En 2009, certains événements ont contraint Terre des hommes à fermer ses programmes à Madagascar. L’équipe sur place travaillait entre autres dans le secteur des soins spécialisés, plus particulièrement avec les enfants souffrant principalement de problèmes cardiaques. Afin d’assurer le suivi des enfants bénéficiaires des soins spécialisés, l’association malgache Soa Zoraina a servi de relais à Tdh. Après trois années d’absence à Madagascar, Alexandre Favini, collaborateur social des soins spécialisés, est parti en mission pour appuyer et soutenir notre partenaire dans le suivi des enfants bénéficiaires des soins spécialisés de Tdh.
Tdh – Quel était l’objectif de ta mission sur le terrain?
Alexandre Favini - Comprendre le fonctionnement sur place et apporter un appui à la qualité du suivi pour les enfants ayant bénéficiés d’un séjour à l’étranger pour des opérations chirurgicales. Plus personne du siège ne s’était déplacé sur le terrain depuis 2009. Il était donc important d’y retourner pour collaborer étroitement avec notre partenaire sur place . Grâce à l’association Soa Zoraina, le suivi des enfants a pu se poursuivre. Il est important que cette association qui perpétue notre travail sente un soutien malgré notre absence. On ne peut pas couper tous les ponts avec Madagascar, parce que la délégation est partie. On ne peut pas délaisser les enfants ayant déjà été pris en charge par Tdh.
Tdh – Quelle est la situation médicale du pays ?
AFi - J’ai visité deux hôpitaux universitaires. J’ai été surpris de la non vétusté de ces structures hospitalières. Je m’attendais encore à pire. Mais la situation est loin d’être bonne : les hôpitaux manquent cruellement de personnels qualifiés, de matériel et d’installations médicales pour réaliser des opérations pointues. Tdh aurait eu encore beaucoup à faire sur place vu les carences de leur système de santé et la difficulté d’accès aux soins pour les plus démunis.
Tdh – Comment se sont passées les rencontres avec les familles de bénéficiaires ?
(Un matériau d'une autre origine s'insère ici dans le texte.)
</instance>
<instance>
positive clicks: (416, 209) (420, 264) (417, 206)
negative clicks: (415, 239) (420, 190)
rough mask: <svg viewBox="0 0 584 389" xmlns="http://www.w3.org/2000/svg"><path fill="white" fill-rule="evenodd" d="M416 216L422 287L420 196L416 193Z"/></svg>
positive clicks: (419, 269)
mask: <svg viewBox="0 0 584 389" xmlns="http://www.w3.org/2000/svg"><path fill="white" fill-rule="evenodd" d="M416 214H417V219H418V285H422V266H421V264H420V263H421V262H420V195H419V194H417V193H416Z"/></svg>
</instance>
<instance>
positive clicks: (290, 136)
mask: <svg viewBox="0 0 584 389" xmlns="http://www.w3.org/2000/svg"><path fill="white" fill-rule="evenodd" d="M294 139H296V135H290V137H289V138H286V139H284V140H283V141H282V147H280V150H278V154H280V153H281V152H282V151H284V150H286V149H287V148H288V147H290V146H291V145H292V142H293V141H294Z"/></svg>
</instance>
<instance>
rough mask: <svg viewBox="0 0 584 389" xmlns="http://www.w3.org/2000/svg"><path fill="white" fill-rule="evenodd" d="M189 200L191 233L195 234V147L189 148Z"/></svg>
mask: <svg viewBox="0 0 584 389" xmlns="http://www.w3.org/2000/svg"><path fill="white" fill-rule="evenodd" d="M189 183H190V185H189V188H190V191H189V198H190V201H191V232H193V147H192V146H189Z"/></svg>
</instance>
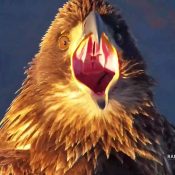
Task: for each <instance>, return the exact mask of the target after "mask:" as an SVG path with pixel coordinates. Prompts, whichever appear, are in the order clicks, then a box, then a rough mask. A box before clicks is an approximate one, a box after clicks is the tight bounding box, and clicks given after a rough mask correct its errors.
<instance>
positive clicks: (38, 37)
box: [0, 0, 175, 124]
mask: <svg viewBox="0 0 175 175" xmlns="http://www.w3.org/2000/svg"><path fill="white" fill-rule="evenodd" d="M65 2H66V1H62V0H52V1H49V0H0V118H2V117H3V115H4V113H5V111H6V110H7V108H8V106H9V105H10V103H11V101H12V99H13V98H14V97H15V92H16V91H17V90H18V89H19V88H20V86H21V84H22V81H23V80H24V78H25V75H24V70H25V67H27V63H28V62H29V61H31V59H32V58H33V57H34V55H35V54H36V53H37V51H38V48H39V43H40V41H41V38H42V36H43V35H44V34H45V32H46V30H47V29H48V27H49V25H50V23H51V21H52V20H53V19H54V16H55V14H56V13H57V9H58V7H61V6H62V5H63V4H64V3H65ZM111 2H112V3H113V4H115V5H116V6H117V7H118V8H119V9H120V10H121V12H122V14H123V17H124V18H125V19H126V21H127V24H128V26H129V27H130V30H131V32H132V33H133V34H134V36H135V38H136V39H137V45H138V47H139V49H140V51H141V53H142V55H143V56H144V58H145V61H146V63H147V64H148V71H149V73H150V74H151V75H152V76H153V77H154V78H155V79H156V80H157V83H158V84H157V86H156V87H155V89H154V92H155V101H156V105H157V108H158V109H159V111H160V112H161V113H162V114H164V115H165V116H166V117H167V118H168V120H169V121H171V122H172V123H174V124H175V1H174V0H111Z"/></svg>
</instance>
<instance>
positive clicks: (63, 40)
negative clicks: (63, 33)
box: [58, 35, 70, 50]
mask: <svg viewBox="0 0 175 175" xmlns="http://www.w3.org/2000/svg"><path fill="white" fill-rule="evenodd" d="M69 44H70V40H69V37H68V36H66V35H62V36H60V37H59V39H58V47H59V49H60V50H66V49H68V48H69Z"/></svg>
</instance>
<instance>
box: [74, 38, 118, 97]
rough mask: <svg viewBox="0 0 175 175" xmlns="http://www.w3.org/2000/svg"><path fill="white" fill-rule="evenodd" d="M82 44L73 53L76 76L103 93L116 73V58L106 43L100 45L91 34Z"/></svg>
mask: <svg viewBox="0 0 175 175" xmlns="http://www.w3.org/2000/svg"><path fill="white" fill-rule="evenodd" d="M82 45H83V46H82ZM82 45H81V46H79V48H78V49H77V50H76V52H75V53H74V55H73V70H74V74H75V77H76V78H77V79H78V80H79V81H80V82H81V83H83V84H85V85H86V86H88V87H89V88H90V89H91V90H92V91H93V92H94V93H96V94H98V95H103V94H104V92H105V89H106V87H107V86H108V84H109V82H110V81H111V80H112V78H113V76H114V75H115V70H114V69H115V67H114V66H115V65H114V64H115V61H114V59H115V58H114V56H111V53H110V49H108V48H107V46H106V45H105V43H103V42H101V45H100V46H99V45H98V44H97V43H96V41H94V39H93V38H92V37H91V36H90V37H89V39H87V40H86V41H84V42H83V44H82ZM113 61H114V62H113Z"/></svg>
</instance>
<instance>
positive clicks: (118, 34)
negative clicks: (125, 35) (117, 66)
mask: <svg viewBox="0 0 175 175" xmlns="http://www.w3.org/2000/svg"><path fill="white" fill-rule="evenodd" d="M115 37H116V40H117V41H118V44H119V45H122V44H123V42H124V41H123V37H122V35H121V34H120V33H116V34H115Z"/></svg>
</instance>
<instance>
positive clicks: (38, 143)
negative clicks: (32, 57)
mask: <svg viewBox="0 0 175 175" xmlns="http://www.w3.org/2000/svg"><path fill="white" fill-rule="evenodd" d="M26 73H27V78H26V80H25V81H24V83H23V85H22V87H21V90H20V93H19V94H18V96H17V97H16V98H15V100H14V101H13V103H12V104H11V107H10V108H9V110H8V112H7V114H6V116H5V118H4V120H3V122H2V123H3V127H2V128H1V131H2V134H3V135H4V138H5V139H6V140H7V141H8V142H13V143H15V148H16V149H22V150H24V149H25V150H30V154H31V157H30V165H31V167H32V169H34V170H44V171H45V172H49V173H51V172H58V173H57V174H59V173H60V174H61V175H63V174H66V173H69V172H70V174H75V173H73V172H74V169H76V167H79V169H81V168H82V167H85V165H86V166H88V167H93V168H88V169H89V171H88V172H91V171H95V169H96V166H97V162H98V161H97V160H98V158H99V156H100V155H101V154H103V153H104V154H105V155H106V157H107V158H109V157H110V155H111V154H112V153H115V155H118V154H119V155H120V153H122V154H124V155H126V156H127V157H129V158H130V159H132V160H136V159H137V156H140V157H144V158H147V159H151V160H156V159H155V158H154V156H153V154H152V153H150V145H151V143H150V138H151V137H150V135H149V132H147V130H146V127H147V126H146V124H145V125H144V122H143V121H151V120H152V119H151V116H152V114H153V113H154V107H153V101H152V92H151V87H152V85H153V81H152V78H151V77H150V76H148V74H147V73H146V66H145V64H144V61H143V59H142V56H141V54H140V52H139V51H138V49H137V47H136V45H135V42H134V39H133V37H132V35H131V34H130V32H129V31H128V27H127V25H126V23H125V21H124V19H123V18H122V16H121V14H120V12H119V10H118V9H115V8H114V7H112V5H110V4H109V3H108V2H106V1H104V0H96V1H93V0H70V1H69V2H68V3H66V4H65V5H64V6H63V8H61V9H59V12H58V14H57V15H56V17H55V19H54V21H53V22H52V24H51V26H50V27H49V29H48V31H47V33H46V35H45V36H44V37H43V39H42V42H41V45H40V50H39V52H38V53H37V54H36V56H35V58H34V59H33V60H32V62H31V63H30V66H29V68H28V70H27V71H26ZM144 128H145V129H144ZM118 157H120V156H118ZM82 164H83V166H80V165H82ZM80 167H81V168H80ZM84 171H85V170H82V172H84ZM51 174H53V173H51ZM76 174H77V173H76ZM79 174H81V173H79ZM84 174H85V173H84ZM84 174H83V173H82V175H84ZM66 175H67V174H66Z"/></svg>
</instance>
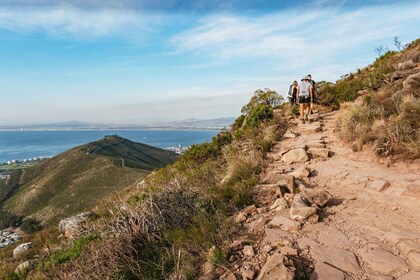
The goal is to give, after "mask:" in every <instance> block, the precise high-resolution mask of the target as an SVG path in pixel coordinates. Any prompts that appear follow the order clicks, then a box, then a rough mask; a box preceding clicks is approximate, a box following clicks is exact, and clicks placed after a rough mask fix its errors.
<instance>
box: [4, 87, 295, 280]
mask: <svg viewBox="0 0 420 280" xmlns="http://www.w3.org/2000/svg"><path fill="white" fill-rule="evenodd" d="M281 100H282V99H281V97H279V96H278V95H277V93H275V92H273V91H270V90H262V91H257V92H256V93H255V98H254V99H253V100H251V102H250V104H248V105H247V108H248V109H249V110H247V111H248V112H246V113H244V116H241V117H240V118H239V119H238V120H237V121H236V122H235V124H237V125H238V127H235V128H234V129H232V130H231V131H223V132H221V133H220V134H219V135H218V136H216V137H214V138H213V140H212V141H211V142H208V143H203V144H200V145H193V146H192V147H191V148H190V149H189V150H188V152H186V153H185V154H184V155H182V156H181V158H180V159H179V160H178V161H177V162H176V163H174V164H172V165H169V166H167V167H166V168H163V169H160V170H158V171H157V172H155V173H153V174H151V175H150V176H148V177H147V178H146V180H145V181H144V182H143V183H141V184H139V185H138V186H135V187H132V188H129V189H126V190H125V191H123V192H119V195H117V196H115V197H113V198H112V199H110V200H108V202H106V203H104V204H102V205H101V206H100V207H99V208H97V209H96V210H95V214H96V216H97V219H95V220H93V221H92V222H91V225H90V227H89V228H90V230H88V233H87V235H85V236H82V237H80V238H79V239H76V240H75V241H72V242H70V243H68V244H67V245H64V246H63V245H58V248H59V249H58V250H54V251H51V252H49V253H48V254H45V252H42V250H41V248H42V246H41V248H40V249H39V251H38V254H40V255H41V256H42V257H41V260H40V261H38V265H37V268H36V269H35V270H34V271H32V272H31V273H30V274H29V275H27V277H28V278H29V279H167V278H171V277H173V278H174V279H179V277H181V276H182V277H183V278H186V279H196V278H197V277H198V276H199V275H200V274H201V273H202V269H201V265H202V263H203V262H206V261H208V262H209V263H211V264H213V265H216V266H219V265H223V264H224V263H225V256H226V251H225V242H226V241H227V240H229V238H230V236H231V235H232V232H231V230H230V222H229V221H228V220H229V219H228V217H229V216H230V215H232V214H233V213H234V212H235V211H236V210H237V209H240V208H243V207H244V206H246V205H248V204H249V203H251V202H252V201H253V195H252V187H253V186H254V185H255V184H256V183H257V182H258V174H259V173H260V172H261V171H262V169H263V158H264V155H265V154H266V152H267V151H268V150H269V149H270V147H271V145H272V144H273V143H274V142H275V141H277V140H278V138H279V136H280V135H282V134H283V133H284V131H285V129H286V126H287V123H286V121H285V119H284V118H283V116H282V115H283V114H282V112H283V111H282V110H281V109H280V110H277V111H274V110H273V107H274V106H277V105H279V104H280V103H281ZM279 123H280V124H283V125H279ZM92 148H93V149H95V148H94V147H93V146H92V145H91V146H90V147H89V153H93V152H92ZM96 153H97V151H96V152H95V154H96ZM85 155H86V154H85ZM86 156H88V155H86ZM43 242H46V244H49V245H48V246H49V247H50V248H52V247H57V244H56V243H54V241H53V239H51V240H50V241H46V240H44V241H43ZM48 242H49V243H48ZM51 242H53V244H52V243H51ZM43 246H46V245H43ZM32 252H33V254H36V253H37V252H36V250H35V249H34V250H33V251H32ZM10 277H12V276H10ZM13 277H15V276H13Z"/></svg>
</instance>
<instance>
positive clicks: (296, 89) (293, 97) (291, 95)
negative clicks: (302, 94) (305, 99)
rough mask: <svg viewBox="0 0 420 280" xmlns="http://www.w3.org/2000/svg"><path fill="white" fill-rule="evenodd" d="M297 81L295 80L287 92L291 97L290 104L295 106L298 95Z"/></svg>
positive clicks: (288, 95)
mask: <svg viewBox="0 0 420 280" xmlns="http://www.w3.org/2000/svg"><path fill="white" fill-rule="evenodd" d="M297 87H298V83H297V81H294V82H293V84H292V85H290V87H289V92H288V93H287V98H288V99H289V104H290V106H294V105H295V104H296V95H297Z"/></svg>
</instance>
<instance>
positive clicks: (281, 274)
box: [257, 254, 295, 280]
mask: <svg viewBox="0 0 420 280" xmlns="http://www.w3.org/2000/svg"><path fill="white" fill-rule="evenodd" d="M294 276H295V275H294V272H293V271H292V270H290V269H289V268H287V267H286V266H285V265H284V262H283V255H282V254H274V255H272V256H270V257H269V258H268V259H267V262H266V263H265V265H264V266H263V267H262V268H261V271H260V274H259V275H258V278H257V280H293V279H294Z"/></svg>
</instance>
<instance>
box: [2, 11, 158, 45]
mask: <svg viewBox="0 0 420 280" xmlns="http://www.w3.org/2000/svg"><path fill="white" fill-rule="evenodd" d="M158 19H159V17H158V16H157V15H153V16H151V15H149V16H146V15H144V14H141V13H139V12H130V11H128V10H110V9H97V10H87V9H78V8H74V7H71V6H54V7H47V8H46V7H43V8H22V7H20V8H11V7H9V8H0V29H8V30H12V31H15V32H20V33H32V32H40V31H41V32H46V33H47V34H49V35H51V36H59V37H60V36H72V37H76V38H81V39H89V38H92V37H93V38H96V37H104V36H111V35H117V36H119V37H124V36H126V37H130V38H131V39H136V38H138V37H140V36H141V34H142V32H143V33H144V32H150V31H152V30H153V29H152V23H153V22H155V21H157V20H158Z"/></svg>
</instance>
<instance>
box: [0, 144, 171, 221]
mask: <svg viewBox="0 0 420 280" xmlns="http://www.w3.org/2000/svg"><path fill="white" fill-rule="evenodd" d="M178 157H179V156H178V155H177V154H175V153H173V152H170V151H167V150H163V149H159V148H157V147H152V146H149V145H145V144H142V143H136V142H132V141H130V140H128V139H125V138H122V137H118V136H107V137H105V138H104V139H100V140H98V141H95V142H91V143H89V144H86V145H82V146H79V147H76V148H73V149H71V150H68V151H66V152H64V153H62V154H60V155H58V156H55V157H53V158H50V159H47V160H45V161H43V162H42V163H39V164H37V165H35V166H33V167H30V168H28V169H26V170H25V171H24V172H18V173H17V175H18V179H17V182H15V183H13V182H12V181H13V180H9V181H5V180H3V181H0V209H1V208H3V209H6V210H7V211H9V212H11V213H13V214H16V215H19V216H23V217H31V218H35V219H37V220H38V221H40V222H42V223H43V224H49V223H57V222H58V221H59V220H60V219H61V218H64V217H68V216H71V215H73V214H76V213H79V212H82V211H86V210H90V209H92V208H93V207H94V206H95V205H97V204H98V203H99V202H100V201H101V200H102V199H104V198H106V197H108V196H109V195H111V194H112V193H113V192H114V191H118V190H122V189H124V188H127V187H128V186H133V185H136V184H137V183H139V182H140V181H141V180H143V179H144V178H145V177H146V175H147V174H149V173H150V172H151V171H153V170H156V169H159V168H162V167H165V166H166V165H167V164H171V163H174V162H175V161H176V160H177V159H178ZM15 175H16V174H15ZM15 177H16V176H15ZM0 222H1V217H0Z"/></svg>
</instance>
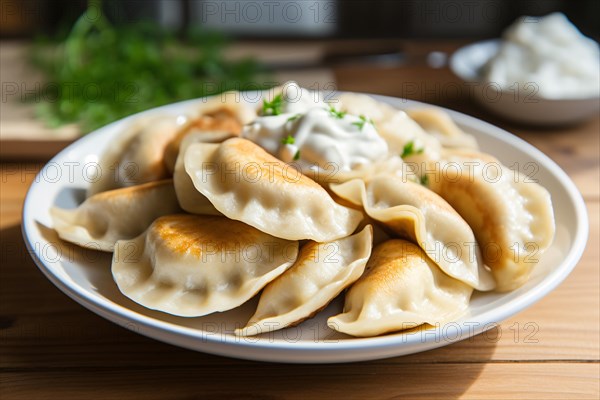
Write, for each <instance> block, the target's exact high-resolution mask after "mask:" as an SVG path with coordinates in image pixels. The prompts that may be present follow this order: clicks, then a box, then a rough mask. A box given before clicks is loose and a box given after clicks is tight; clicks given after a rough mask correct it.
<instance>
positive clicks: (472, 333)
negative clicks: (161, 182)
mask: <svg viewBox="0 0 600 400" xmlns="http://www.w3.org/2000/svg"><path fill="white" fill-rule="evenodd" d="M254 92H260V91H254ZM343 93H357V94H366V95H368V96H370V97H372V98H374V99H376V100H379V101H385V102H386V103H388V104H391V105H393V106H394V107H398V106H399V104H401V105H402V106H401V108H402V109H409V108H415V107H434V108H437V109H441V110H444V111H446V112H448V113H449V114H450V116H451V117H452V118H453V120H455V121H456V119H457V117H458V119H459V120H460V124H461V125H464V124H466V125H469V124H477V125H479V126H480V127H482V128H481V130H483V131H485V134H486V135H490V136H493V137H494V138H496V139H500V140H502V141H504V142H508V143H509V144H510V145H511V146H517V147H519V148H521V149H522V150H524V151H525V152H527V153H528V154H533V155H535V157H536V158H538V159H541V160H543V161H544V166H546V167H547V168H548V170H549V172H550V173H551V174H552V175H554V176H556V177H557V178H558V180H559V181H560V183H561V184H562V185H563V186H564V187H565V192H566V193H567V195H568V199H569V200H570V202H571V204H572V206H573V209H574V211H575V215H576V220H577V221H576V222H577V227H579V228H580V229H578V230H577V231H576V232H575V234H574V235H573V239H572V246H571V247H570V248H569V250H568V252H567V254H566V256H565V257H564V258H563V260H562V262H561V263H560V264H559V267H558V268H556V269H555V270H553V271H551V272H550V273H549V274H548V275H547V276H545V277H544V278H543V279H542V280H541V282H540V283H538V284H537V285H536V286H534V287H532V288H531V289H530V290H528V291H526V292H525V293H523V294H521V295H520V296H518V297H516V298H514V299H511V300H508V301H507V302H505V303H503V304H501V305H499V306H497V307H494V308H492V309H490V310H487V311H485V312H483V313H481V314H478V315H477V318H473V320H476V321H478V322H480V323H479V326H478V328H476V329H473V330H472V331H471V330H470V331H469V334H468V335H466V336H464V335H462V336H461V337H460V338H458V339H456V340H453V339H452V338H450V337H449V338H444V337H442V339H443V340H440V337H439V336H436V339H437V340H420V341H417V340H412V341H411V340H410V338H409V339H408V340H407V339H406V336H403V335H402V334H398V333H393V334H388V335H383V336H377V337H369V338H352V339H345V340H338V341H336V342H335V343H331V342H323V341H310V340H306V341H297V342H290V341H285V340H279V339H274V340H272V341H256V342H248V341H245V340H240V338H237V337H236V336H234V335H229V334H220V335H218V336H217V337H213V336H210V335H208V336H207V335H206V333H207V332H206V331H204V330H199V329H196V328H191V327H183V326H181V325H178V324H176V323H172V322H167V321H162V320H158V319H155V318H153V317H150V316H147V315H144V314H140V313H137V312H135V311H133V310H131V309H129V308H127V307H124V306H121V305H118V304H116V303H112V302H110V300H109V299H102V298H98V297H97V296H96V295H94V294H92V293H91V292H89V291H88V290H86V289H85V288H83V287H81V286H79V285H71V284H69V283H68V282H65V281H63V280H62V279H61V278H60V277H59V276H57V275H55V274H54V273H53V272H52V268H51V267H47V266H46V265H45V263H44V260H42V259H41V258H40V256H39V255H38V254H37V252H36V251H35V249H34V248H33V247H32V245H31V242H32V240H33V236H34V235H35V232H34V231H33V229H34V225H35V220H34V219H33V217H30V214H32V212H31V211H30V209H31V207H32V202H33V200H32V197H33V195H32V193H33V191H34V190H35V187H36V186H37V185H39V183H38V182H37V180H38V179H39V177H40V175H42V174H43V173H44V171H45V170H46V168H48V166H49V165H50V164H51V163H52V162H56V161H57V160H59V159H62V158H64V157H65V156H66V155H67V154H68V152H70V151H72V150H74V149H76V148H77V147H78V146H80V145H81V144H82V143H83V142H84V141H93V140H96V138H97V137H101V136H102V135H103V134H104V132H106V131H110V130H111V129H113V128H114V126H116V125H118V124H123V123H125V122H126V121H129V120H131V119H134V118H137V117H139V116H142V115H144V114H150V113H155V112H160V111H161V110H162V111H164V110H165V109H171V108H177V107H181V108H184V107H185V106H187V105H191V104H195V103H197V102H199V101H202V100H203V99H206V97H204V98H198V99H192V100H185V101H181V102H176V103H171V104H168V105H164V106H161V107H156V108H152V109H149V110H145V111H142V112H140V113H137V114H133V115H130V116H128V117H125V118H123V119H120V120H118V121H115V122H113V123H110V124H108V125H106V126H104V127H102V128H100V129H98V130H96V131H93V132H91V133H89V134H88V135H86V136H84V137H82V138H80V139H78V140H77V141H75V142H73V143H72V144H70V145H69V146H67V147H66V148H65V149H63V150H62V151H60V152H59V153H58V154H56V155H55V156H54V157H52V159H51V160H49V161H48V162H47V163H46V164H45V165H44V167H43V168H42V169H41V170H40V172H39V173H38V174H37V175H36V179H34V181H33V183H32V184H31V186H30V187H29V189H28V190H27V194H26V197H25V201H24V205H23V211H22V221H21V228H22V233H23V237H24V239H25V240H24V241H25V244H26V246H27V250H28V252H29V254H30V256H31V257H32V259H33V260H34V262H35V264H36V266H37V267H38V269H40V270H41V271H42V273H43V274H44V276H46V278H47V279H49V280H50V281H51V282H52V283H53V284H54V285H55V286H56V287H58V288H59V289H60V290H61V291H62V292H63V293H65V294H66V295H67V296H68V297H70V298H71V299H73V300H75V301H76V302H77V303H79V304H81V305H83V306H84V307H85V308H87V309H89V310H90V311H92V312H94V313H95V314H98V315H100V316H101V317H103V318H105V319H108V320H109V321H111V322H113V323H117V324H119V325H121V326H125V327H126V328H127V327H128V324H130V323H133V324H134V328H136V329H133V330H135V331H137V332H138V333H140V334H143V335H145V336H149V337H152V338H154V339H157V340H160V341H163V342H167V343H171V344H174V345H177V346H180V347H186V348H189V349H192V350H196V351H202V352H206V353H212V354H219V355H225V356H229V357H235V358H245V359H252V360H261V361H278V362H281V361H285V362H348V361H362V360H370V359H381V358H386V357H393V356H397V355H405V354H412V353H416V352H420V351H424V350H430V349H434V348H437V347H441V346H445V345H448V344H451V343H454V342H456V341H460V340H464V339H467V338H469V337H471V336H474V335H476V334H479V333H481V332H483V331H485V330H486V329H490V328H493V327H494V326H496V324H498V323H499V322H501V321H504V320H505V319H507V318H509V317H511V316H512V315H515V314H516V313H518V312H520V311H522V310H524V309H526V308H529V307H531V306H532V305H533V304H535V303H536V302H537V301H539V300H541V299H542V298H543V297H545V296H546V295H547V294H548V293H550V292H551V291H552V290H554V289H555V288H556V287H557V286H558V285H560V283H561V282H562V281H563V280H564V279H566V277H567V276H568V275H569V274H570V273H571V272H572V271H573V269H574V268H575V267H576V266H577V263H578V261H579V260H580V259H581V256H582V254H583V251H584V250H585V247H586V244H587V239H588V234H589V222H588V217H587V209H586V205H585V201H584V199H583V197H582V195H581V193H580V192H579V190H578V189H577V187H576V185H575V184H574V183H573V181H572V180H571V178H570V177H569V176H568V175H567V174H566V172H565V171H563V170H562V168H561V167H560V166H559V165H558V164H556V162H554V161H553V160H552V159H551V158H550V157H548V156H547V155H546V154H544V153H543V152H542V151H540V150H539V149H537V148H536V147H535V146H533V145H531V144H529V143H528V142H526V141H525V140H523V139H521V138H519V137H517V136H515V135H513V134H511V133H510V132H508V131H506V130H504V129H502V128H500V127H497V126H495V125H493V124H491V123H489V122H486V121H484V120H481V119H478V118H475V117H473V116H470V115H467V114H464V113H461V112H458V111H455V110H451V109H447V108H445V107H440V106H437V105H433V104H428V103H423V102H419V101H414V100H408V99H403V98H399V97H392V96H383V95H375V94H370V93H360V92H344V91H335V92H334V94H335V95H336V96H339V95H341V94H343ZM457 123H458V122H457ZM482 124H483V125H482ZM41 181H43V180H40V182H41ZM522 304H525V306H523V305H522ZM123 322H126V323H125V324H123ZM490 324H491V325H490ZM487 325H490V326H487ZM140 326H141V327H143V329H140ZM486 326H487V328H486ZM484 328H486V329H484ZM428 331H429V330H425V331H422V332H428ZM431 336H433V335H431ZM415 338H416V336H415ZM421 339H422V338H421ZM181 340H183V341H184V342H183V343H182V342H181ZM189 340H193V341H201V342H202V343H203V344H205V345H204V346H201V348H199V347H196V346H194V345H192V344H190V343H188V341H189ZM211 344H212V345H217V346H216V347H214V348H211V347H210V345H211ZM400 344H401V345H402V346H400V347H397V348H396V349H395V350H396V351H395V352H391V353H390V352H388V353H386V354H384V355H378V354H375V353H370V352H373V351H376V350H383V349H387V348H390V347H395V346H398V345H400ZM240 346H241V347H244V348H246V349H249V351H250V352H252V351H254V353H253V354H243V353H242V352H239V353H238V352H237V351H236V350H239V348H240ZM264 350H271V351H277V353H273V354H267V353H261V351H264ZM300 352H309V353H308V354H305V356H307V357H308V358H307V359H304V358H300V359H294V358H290V354H291V353H294V355H296V353H300ZM314 352H317V353H314ZM344 352H350V353H347V354H344ZM338 353H341V354H338ZM392 353H393V354H392Z"/></svg>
AFi - J’avais déjà rencontré des enfants ou jeunes ici en Suisse ayant bénéficié de soins spécialisés et que j’ai revus sur place à leur domicile. J’ai aussi rencontré des familles dont un enfant devait bientôt avoir besoin d’un éventuel nouveau voyage vers la Suisse. De manière générale, beaucoup de questions surgissent encore autour du départ de Tdh et les familles le regrettent clairement.
Néanmoins, je retiens surtout une rencontre avec une famille dont l’enfant réalise un séjour particulièrement long en Espagne, pour soigner une pathologie extrêmement lourde. Sa mère m’a fait part de ses inquiétudes par rapport à l’oubli de sa langue maternelle et à son attachement à l’Espagne. Toutefois, « nous savons qu’il n’est pas encore prêt à revenir » a concédé sa mère. J’ai énormément de respect pour la dignité et la confiance en Tdh de cette famille. Il est difficile de confier son enfant en mains étrangères pour l’envoyer à des milliers de kilomètres de sa famille. C’est un geste d’amour incroyable.
Tdh – Le mot de la fin?
AFi - Je suis heureux de pouvoir parler de ce pays, étant donné qu’il n’y a plus vraiment d’information depuis notre retrait. Je suis très satisfait d’avoir pu mener cette mission. Cela m’a permis de mesurer le travail et le sérieux de l’association Soa Zoraina, que je remercie au passage pour son accueil et l’organisation de mon séjour.